The Hallwood Side Channel and Floodplain Restoration Project, funded by the U.S. Fish and Wildlife Service, will improve habitat in the Lower Yuba River for Chinook salmon and steelhead trout. Other project partners include Yuba Water Agency, cbec eco-engineering, Cramer Fish Sciences, South Yuba River Citizens League (SYRCL), Teichert Materials, and Western Aggregates.
Background: In the project area, the Yuba River is constrained by tall linear cobble embankments called training walls, which were constructed in the early 1900s by hydraulic dredges following the Gold Rush. These training walls are within the highly modified Yuba Goldfields setting where hundreds of millions of cubic yards of hydraulic mining sediment was deposited in the lower Yuba River through the early 1900s. The area was subsequently dredged multiple times, creating significant impacts for the natural flow of the river and the floodplain. A large training wall in the middle of the river, known as the Middle Training Wall, runs more than 2 miles along the length of the project
The project design is based on the premise that restoration of natural river and floodplain processes, including the removal of large portions of the Middle Training Wall, will create a healthier, more natural, and therefore, more productive river. Improvements will enhance up to 157 acres of seasonally inundated riparian floodplain, approximately 1.7 miles of perennial side channels, and approximately 6.1 miles of seasonally inundated side channels, alcoves, and swales. Enhancements will be made through land surface changes, riparian planting, and placement of large woody material embedded to simulate a more natural river at key locations. The total project cost is estimated to be $6 million. Funding has been provided by USFWS grants and Yuba Water Agency.

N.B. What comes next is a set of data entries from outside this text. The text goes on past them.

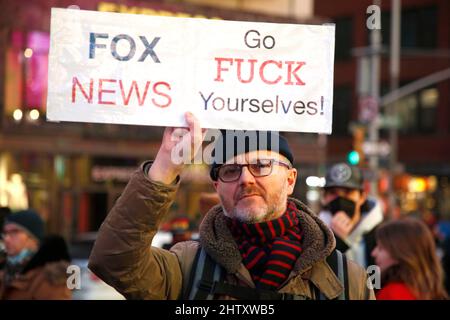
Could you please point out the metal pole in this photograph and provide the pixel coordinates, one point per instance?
(394, 70)
(375, 42)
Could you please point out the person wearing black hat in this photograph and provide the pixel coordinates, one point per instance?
(35, 265)
(350, 213)
(258, 243)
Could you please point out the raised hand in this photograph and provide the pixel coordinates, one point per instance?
(179, 147)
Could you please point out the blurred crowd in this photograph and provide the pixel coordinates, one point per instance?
(412, 253)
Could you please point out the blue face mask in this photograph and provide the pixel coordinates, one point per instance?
(21, 257)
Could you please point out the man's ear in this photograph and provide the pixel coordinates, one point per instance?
(291, 179)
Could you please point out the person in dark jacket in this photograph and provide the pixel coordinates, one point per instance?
(36, 266)
(350, 213)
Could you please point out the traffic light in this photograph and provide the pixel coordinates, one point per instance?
(353, 157)
(356, 156)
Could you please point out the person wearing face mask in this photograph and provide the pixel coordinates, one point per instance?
(259, 243)
(35, 267)
(350, 213)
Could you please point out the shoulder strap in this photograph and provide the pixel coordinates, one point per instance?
(206, 280)
(204, 270)
(338, 263)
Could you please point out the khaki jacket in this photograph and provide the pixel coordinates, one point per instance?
(123, 258)
(47, 282)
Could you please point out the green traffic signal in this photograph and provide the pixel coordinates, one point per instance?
(353, 157)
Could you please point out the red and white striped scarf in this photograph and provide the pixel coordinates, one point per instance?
(270, 249)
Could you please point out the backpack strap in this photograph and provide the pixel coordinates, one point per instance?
(206, 281)
(204, 270)
(338, 263)
(247, 293)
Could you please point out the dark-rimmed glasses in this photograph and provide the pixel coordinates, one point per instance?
(258, 168)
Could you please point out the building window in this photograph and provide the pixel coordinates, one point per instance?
(344, 39)
(342, 110)
(417, 112)
(418, 28)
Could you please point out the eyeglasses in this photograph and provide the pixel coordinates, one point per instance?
(260, 168)
(11, 233)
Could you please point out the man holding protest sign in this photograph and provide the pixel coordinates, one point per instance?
(257, 244)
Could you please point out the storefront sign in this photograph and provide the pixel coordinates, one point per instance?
(144, 70)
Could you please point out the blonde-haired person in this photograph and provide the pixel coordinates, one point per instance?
(410, 268)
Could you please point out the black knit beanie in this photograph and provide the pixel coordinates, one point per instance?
(29, 220)
(233, 142)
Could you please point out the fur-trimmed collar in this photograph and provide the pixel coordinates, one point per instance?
(216, 239)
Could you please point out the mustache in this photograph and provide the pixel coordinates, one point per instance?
(245, 191)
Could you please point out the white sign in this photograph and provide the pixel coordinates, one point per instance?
(149, 70)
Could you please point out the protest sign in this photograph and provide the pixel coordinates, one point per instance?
(143, 70)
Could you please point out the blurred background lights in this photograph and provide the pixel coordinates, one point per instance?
(17, 114)
(28, 52)
(34, 114)
(313, 181)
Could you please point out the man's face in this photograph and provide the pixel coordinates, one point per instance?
(256, 199)
(16, 239)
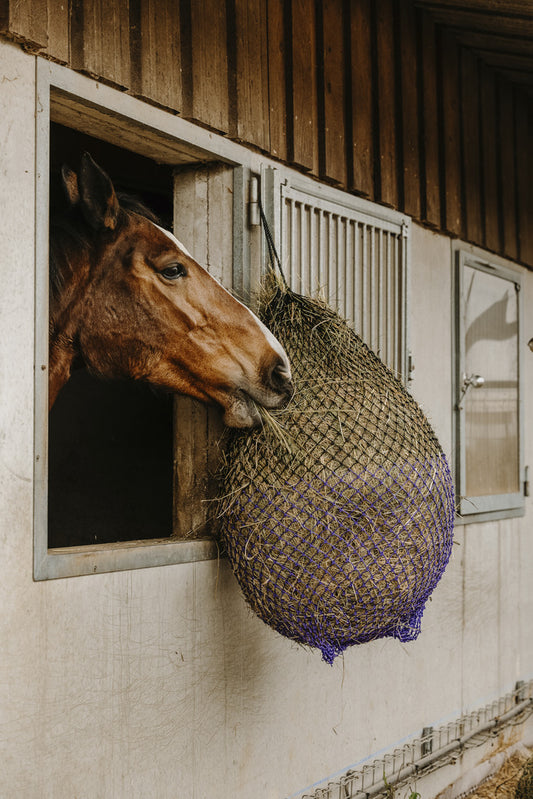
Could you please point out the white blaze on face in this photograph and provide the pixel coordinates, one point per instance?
(271, 339)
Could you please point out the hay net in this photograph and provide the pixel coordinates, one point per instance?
(338, 513)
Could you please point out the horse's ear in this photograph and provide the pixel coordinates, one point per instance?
(70, 184)
(98, 199)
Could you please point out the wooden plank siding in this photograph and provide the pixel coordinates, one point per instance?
(379, 97)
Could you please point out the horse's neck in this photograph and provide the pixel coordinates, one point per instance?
(64, 325)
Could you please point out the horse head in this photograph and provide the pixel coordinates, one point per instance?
(130, 301)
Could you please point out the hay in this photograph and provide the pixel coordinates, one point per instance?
(338, 513)
(513, 780)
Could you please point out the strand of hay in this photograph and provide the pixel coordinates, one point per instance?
(338, 513)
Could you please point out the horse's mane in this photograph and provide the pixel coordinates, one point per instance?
(69, 229)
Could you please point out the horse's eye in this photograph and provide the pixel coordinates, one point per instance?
(173, 271)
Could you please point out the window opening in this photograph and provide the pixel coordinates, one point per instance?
(110, 443)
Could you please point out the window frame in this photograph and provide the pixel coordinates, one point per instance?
(494, 506)
(88, 106)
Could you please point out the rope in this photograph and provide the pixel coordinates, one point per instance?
(273, 257)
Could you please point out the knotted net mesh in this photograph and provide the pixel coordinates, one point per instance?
(338, 512)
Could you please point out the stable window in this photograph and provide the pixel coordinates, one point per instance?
(123, 475)
(351, 253)
(488, 401)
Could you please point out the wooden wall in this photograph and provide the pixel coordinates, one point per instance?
(370, 95)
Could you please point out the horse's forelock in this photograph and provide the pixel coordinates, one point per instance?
(68, 228)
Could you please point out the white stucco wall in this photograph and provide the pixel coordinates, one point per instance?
(159, 682)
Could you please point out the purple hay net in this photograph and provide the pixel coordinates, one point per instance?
(339, 527)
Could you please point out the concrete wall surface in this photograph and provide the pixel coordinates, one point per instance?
(159, 683)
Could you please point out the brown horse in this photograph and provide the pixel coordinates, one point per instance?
(129, 301)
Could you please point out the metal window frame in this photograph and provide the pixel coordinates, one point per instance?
(496, 506)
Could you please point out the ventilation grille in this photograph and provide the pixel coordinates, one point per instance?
(355, 262)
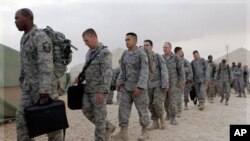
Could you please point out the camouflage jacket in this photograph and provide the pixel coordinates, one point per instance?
(200, 70)
(158, 71)
(99, 73)
(175, 70)
(36, 73)
(134, 70)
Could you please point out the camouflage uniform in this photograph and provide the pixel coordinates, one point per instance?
(112, 89)
(223, 77)
(233, 84)
(176, 78)
(158, 79)
(188, 78)
(200, 76)
(98, 78)
(211, 87)
(134, 73)
(239, 80)
(36, 77)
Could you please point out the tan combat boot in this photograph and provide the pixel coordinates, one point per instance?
(109, 132)
(226, 103)
(239, 95)
(173, 120)
(167, 116)
(154, 125)
(185, 106)
(162, 121)
(244, 95)
(144, 134)
(122, 135)
(202, 106)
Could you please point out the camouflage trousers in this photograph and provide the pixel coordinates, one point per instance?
(211, 90)
(187, 89)
(21, 128)
(110, 97)
(179, 101)
(239, 83)
(171, 100)
(200, 89)
(224, 89)
(141, 103)
(156, 100)
(96, 113)
(118, 95)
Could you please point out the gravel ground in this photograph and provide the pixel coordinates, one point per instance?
(212, 124)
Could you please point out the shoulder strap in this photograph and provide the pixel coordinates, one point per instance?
(81, 76)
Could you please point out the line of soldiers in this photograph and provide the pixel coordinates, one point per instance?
(153, 82)
(170, 77)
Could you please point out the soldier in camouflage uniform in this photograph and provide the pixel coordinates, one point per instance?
(211, 87)
(246, 76)
(37, 79)
(223, 77)
(188, 78)
(157, 86)
(117, 72)
(98, 77)
(133, 81)
(200, 77)
(232, 70)
(239, 80)
(176, 82)
(112, 89)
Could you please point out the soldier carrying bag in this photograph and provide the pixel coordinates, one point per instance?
(46, 118)
(75, 93)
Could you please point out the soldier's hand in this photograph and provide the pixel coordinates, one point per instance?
(75, 81)
(100, 97)
(164, 90)
(181, 87)
(137, 92)
(44, 96)
(119, 88)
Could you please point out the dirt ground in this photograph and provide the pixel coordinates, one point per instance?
(212, 124)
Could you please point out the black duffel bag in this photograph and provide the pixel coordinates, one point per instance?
(46, 118)
(192, 93)
(75, 96)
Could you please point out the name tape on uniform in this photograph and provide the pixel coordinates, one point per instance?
(239, 132)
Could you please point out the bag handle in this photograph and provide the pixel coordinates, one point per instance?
(48, 101)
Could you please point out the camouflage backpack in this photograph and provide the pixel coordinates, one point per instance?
(62, 53)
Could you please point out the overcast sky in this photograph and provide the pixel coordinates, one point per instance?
(159, 20)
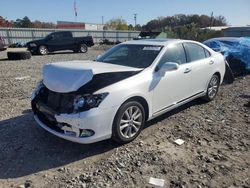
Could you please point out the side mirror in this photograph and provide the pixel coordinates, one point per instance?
(169, 66)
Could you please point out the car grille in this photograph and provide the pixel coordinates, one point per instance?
(59, 102)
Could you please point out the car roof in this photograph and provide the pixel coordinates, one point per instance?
(161, 42)
(232, 39)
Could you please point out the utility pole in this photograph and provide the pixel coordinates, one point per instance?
(212, 20)
(135, 17)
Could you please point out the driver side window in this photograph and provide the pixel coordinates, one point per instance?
(175, 54)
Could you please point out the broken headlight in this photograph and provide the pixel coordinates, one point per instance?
(37, 89)
(86, 102)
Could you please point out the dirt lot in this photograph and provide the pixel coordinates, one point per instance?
(216, 152)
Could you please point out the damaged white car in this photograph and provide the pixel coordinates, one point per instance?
(133, 82)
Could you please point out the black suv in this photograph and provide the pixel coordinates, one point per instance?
(62, 40)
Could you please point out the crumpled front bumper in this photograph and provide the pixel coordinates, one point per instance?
(99, 120)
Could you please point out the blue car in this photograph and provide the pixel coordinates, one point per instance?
(236, 51)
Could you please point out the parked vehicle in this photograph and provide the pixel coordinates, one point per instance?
(2, 44)
(57, 41)
(133, 82)
(235, 50)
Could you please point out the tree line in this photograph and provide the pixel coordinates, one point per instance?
(25, 22)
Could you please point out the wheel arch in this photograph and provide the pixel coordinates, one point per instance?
(142, 101)
(219, 75)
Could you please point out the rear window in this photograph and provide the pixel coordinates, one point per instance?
(195, 51)
(175, 54)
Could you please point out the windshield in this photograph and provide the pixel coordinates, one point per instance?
(138, 56)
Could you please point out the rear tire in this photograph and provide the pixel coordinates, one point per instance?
(19, 55)
(213, 88)
(128, 122)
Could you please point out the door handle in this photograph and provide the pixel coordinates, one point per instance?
(187, 70)
(211, 62)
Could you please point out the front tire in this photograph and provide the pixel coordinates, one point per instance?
(213, 88)
(43, 50)
(83, 48)
(128, 122)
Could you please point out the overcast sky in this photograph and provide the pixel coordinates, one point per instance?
(237, 12)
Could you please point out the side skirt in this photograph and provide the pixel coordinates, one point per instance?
(175, 105)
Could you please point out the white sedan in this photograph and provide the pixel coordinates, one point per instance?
(133, 82)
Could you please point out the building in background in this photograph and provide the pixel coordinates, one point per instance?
(79, 25)
(93, 26)
(70, 25)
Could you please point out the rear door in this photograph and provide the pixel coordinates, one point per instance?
(202, 66)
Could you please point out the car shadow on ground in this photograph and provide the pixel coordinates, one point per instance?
(26, 148)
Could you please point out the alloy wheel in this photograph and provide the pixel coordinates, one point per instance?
(43, 50)
(131, 121)
(213, 87)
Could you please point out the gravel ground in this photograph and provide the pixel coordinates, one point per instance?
(215, 153)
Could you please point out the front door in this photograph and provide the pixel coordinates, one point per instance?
(173, 86)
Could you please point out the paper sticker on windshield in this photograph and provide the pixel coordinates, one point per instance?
(155, 48)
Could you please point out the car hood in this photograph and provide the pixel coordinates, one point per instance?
(35, 41)
(65, 77)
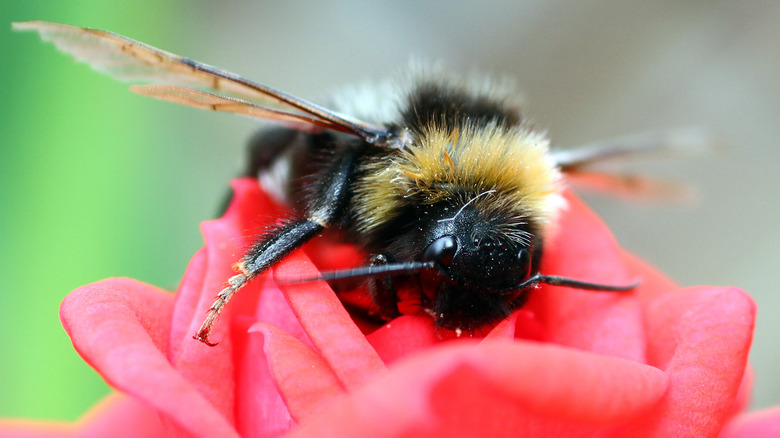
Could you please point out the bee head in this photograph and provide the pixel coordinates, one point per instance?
(473, 251)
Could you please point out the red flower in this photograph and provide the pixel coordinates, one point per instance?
(659, 362)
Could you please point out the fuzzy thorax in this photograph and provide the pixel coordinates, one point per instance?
(462, 165)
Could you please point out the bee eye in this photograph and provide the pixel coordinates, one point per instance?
(441, 250)
(524, 261)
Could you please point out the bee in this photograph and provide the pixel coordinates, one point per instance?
(445, 183)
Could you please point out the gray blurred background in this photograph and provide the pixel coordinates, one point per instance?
(142, 174)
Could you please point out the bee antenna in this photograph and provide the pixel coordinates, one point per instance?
(575, 284)
(364, 272)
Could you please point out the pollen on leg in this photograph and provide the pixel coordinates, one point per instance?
(235, 283)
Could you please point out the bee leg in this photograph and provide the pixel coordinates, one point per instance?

Construction is currently in Phase 3 of 4.
- Portions of the Middle Training Wall continue to be removed bit by bit
- Enhancing floodplain and seasonally inundated side channel habitat is the focus of this phase
- As a part of this phase, Large Woody Material (trees with branches, some with root wads still intact) will be strategically placed in the floodplain area. These features function as juvenile salmonid habitat by creating slower moving water conditions where juveniles can congregate as they feed and grow
- Biological monitoring efforts continue in off-channel habitat to measure ecosystem benefits from Phases 1 and 2.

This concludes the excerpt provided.